FAFO on GitHub

We’ll take some steps along the expression path. I’m slightly questioning part of what we have. The path is zig-zag but leads to a good place.

Hello, Friends!

I’m a little troubled by this morning’s tests, which make the assumption that what the Expression executes is a list of functions. I do think that’s what we want, but the code has not told us that yet. Let’s do some more TDDing and see what comes out.

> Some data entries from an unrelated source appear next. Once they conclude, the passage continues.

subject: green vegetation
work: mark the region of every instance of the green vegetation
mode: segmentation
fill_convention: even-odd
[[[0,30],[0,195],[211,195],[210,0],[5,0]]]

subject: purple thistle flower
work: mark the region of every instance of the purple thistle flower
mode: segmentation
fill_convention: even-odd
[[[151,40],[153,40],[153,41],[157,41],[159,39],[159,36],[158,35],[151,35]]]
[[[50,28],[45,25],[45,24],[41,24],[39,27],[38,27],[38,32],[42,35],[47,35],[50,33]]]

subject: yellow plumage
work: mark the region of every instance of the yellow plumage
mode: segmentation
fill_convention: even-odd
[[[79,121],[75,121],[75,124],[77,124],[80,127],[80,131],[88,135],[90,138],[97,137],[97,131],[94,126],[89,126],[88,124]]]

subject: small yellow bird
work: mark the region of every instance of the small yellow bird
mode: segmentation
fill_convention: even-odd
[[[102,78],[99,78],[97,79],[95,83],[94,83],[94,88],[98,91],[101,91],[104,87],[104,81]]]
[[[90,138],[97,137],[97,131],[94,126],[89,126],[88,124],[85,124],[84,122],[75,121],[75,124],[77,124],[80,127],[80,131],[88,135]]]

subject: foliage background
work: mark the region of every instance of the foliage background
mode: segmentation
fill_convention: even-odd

    def test_make_rpn(self):
        text = '21 * 2'
        rpn = Parser(text).rpn()
        assert rpn == ['21', '2', '*']

I want the code to tell me what the right little objects are to do this job. And I want to drive out the code with tests. I have to make some kind of assumptions, but I expect them to be wrong. This is going to require some test revision, but I don’t really see another way, other than to just code up the whole thing without tests, and that seems certain to lead me into trouble.

So we’ll go with that test.

class Parser:
    def __init__(self, expression_string):
        self._expr = expression_string

    def rpn(self):
        return ['21', '2', '*']

Green. Commit: initial Parser, fake it till you make it.

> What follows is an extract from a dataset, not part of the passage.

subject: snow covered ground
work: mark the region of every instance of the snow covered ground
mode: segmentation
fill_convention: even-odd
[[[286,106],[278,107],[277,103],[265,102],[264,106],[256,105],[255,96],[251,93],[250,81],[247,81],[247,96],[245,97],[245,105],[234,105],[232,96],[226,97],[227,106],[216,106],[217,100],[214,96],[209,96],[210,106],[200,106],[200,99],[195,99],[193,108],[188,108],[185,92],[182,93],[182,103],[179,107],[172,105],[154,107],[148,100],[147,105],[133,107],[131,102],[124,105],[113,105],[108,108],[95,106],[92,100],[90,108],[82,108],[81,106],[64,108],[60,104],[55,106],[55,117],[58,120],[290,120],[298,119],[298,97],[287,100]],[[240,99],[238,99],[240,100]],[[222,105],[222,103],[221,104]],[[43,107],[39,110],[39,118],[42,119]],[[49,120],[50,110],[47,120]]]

I decided there was more to code than I wanted, so I faked the answer. Not that I couldn’t do what was needed: I just didn’t want to.

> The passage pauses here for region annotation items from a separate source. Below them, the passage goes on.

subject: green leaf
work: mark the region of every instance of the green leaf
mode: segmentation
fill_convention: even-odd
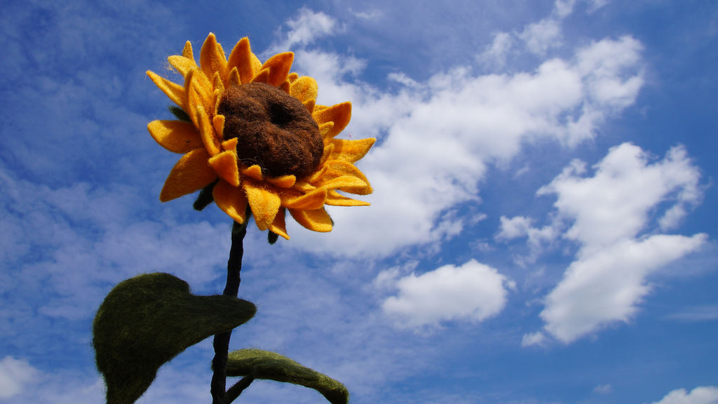
[[[100,306],[93,323],[97,368],[108,404],[131,404],[157,369],[189,346],[228,331],[256,312],[229,296],[197,296],[184,280],[165,273],[121,282]]]
[[[260,349],[240,349],[229,354],[228,376],[252,376],[299,385],[316,390],[332,404],[347,404],[349,392],[339,382],[286,357]]]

Let’s write a lexing test:

    def test_lexing(self):
        text = '21 * 2'
        lex = Parser(text).lex()
        assert lex == [ '21', '*', '2']

Easily done, we have one we can rip off.

    def lex(self):
        no_space = self._expr.replace(' ', '')
        rx = '([^a-zA-Z0-9.])'
        return re.split(rx, no_space)

So let’s make the parser parse the lexed input. I’ll change the code and break my rpn test.

    def rpn(self):
        lexed = self.lex()
        result = self.parse(lexed)
        return result

I am going for ‘parse’, at least a simple version. It’s easy enough. Shall we fake it? No, let’s not.

    def parse(self, forward_lexed):
        stack = []
        result = []
        lexed = forward_lexed[::-1]
        while lexed:
            item = lexed.pop()
            if item in ['*']:
                stack.append(item)
            else:
                result.append(item)
        while stack:
            result.append(stack.pop())
        return result

Green, very sparse parse, but the main shape of things is in there. Commit: minimal parse.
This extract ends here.